Is std::mutex recursive (ie non-reentrant)?

Question

Test environment: Ubuntu 18.04.3 LTS g++ (Ubuntu 7.5.0-3ubuntu1~18.04) 7.5.0.

Can std::mutex be reentrant? Why does the following test code 1 pass?

code1:

#include <iostream>
#include <mutex>

std::mutex g_mtx4val;
int g_val = 5;

void test() {
  std::lock_guard<std::mutex> lck(g_mtx4val);
  std::cout << "g_val=" << g_val << std::endl;
  if (g_val > 0) {
    --g_val;
    test();
  }
}

int main() {
  test();

  std::cout << "done ...." << std::endl;
  return 0;
}

peanut@peanut:~/demo$ g++ test.cpp 
peanut@peanut:~/demo$ ./a.out 
g_val=5
g_val=4
g_val=3
g_val=2
g_val=1
g_val=0
done ...

code2:

// Same code 1

int main() {
  std::thread t1(test);
  t1.join();

  std::cout << "done ...." << std::endl;
  return 0;
}

peanut@peanut:~/demo$ g++ test2.cpp -lpthread
peanut@peanut:~/demo$ ./a.out 
g_val=5
^C
peanut@peanut:~/demo$ 

code2 has a deadlock. Why code1 can pass the test?

Answer 1

From the documentation page:

mutex offers exclusive, non-recursive ownership semantics

So the answer to the question in the title is no.

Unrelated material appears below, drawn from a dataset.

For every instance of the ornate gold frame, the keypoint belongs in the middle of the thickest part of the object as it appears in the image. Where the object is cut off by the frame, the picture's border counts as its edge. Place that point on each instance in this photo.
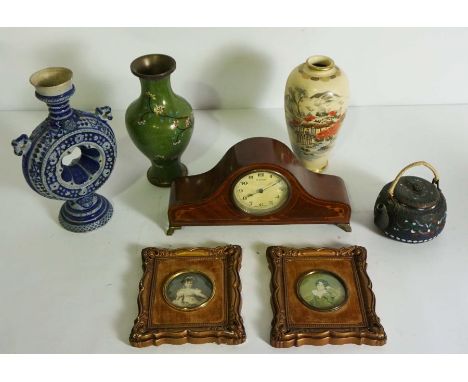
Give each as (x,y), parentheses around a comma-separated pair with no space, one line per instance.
(321,271)
(219,321)
(355,322)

Can std::mutex be reentrant?

No, but if you want a recursive mutex, the std::recursive_mutex class provides that functionality.

Why does the following test code 1 pass?

What behavior were you expecting to see? The std::mutex documentation page simply says:

A calling thread must not own the mutex prior to calling lock or try_lock.

... it doesn't say what will happen if the calling thread breaks the above rule; which means that a program that breaks the rule may "appear to work", but even so is still incorrect and buggy.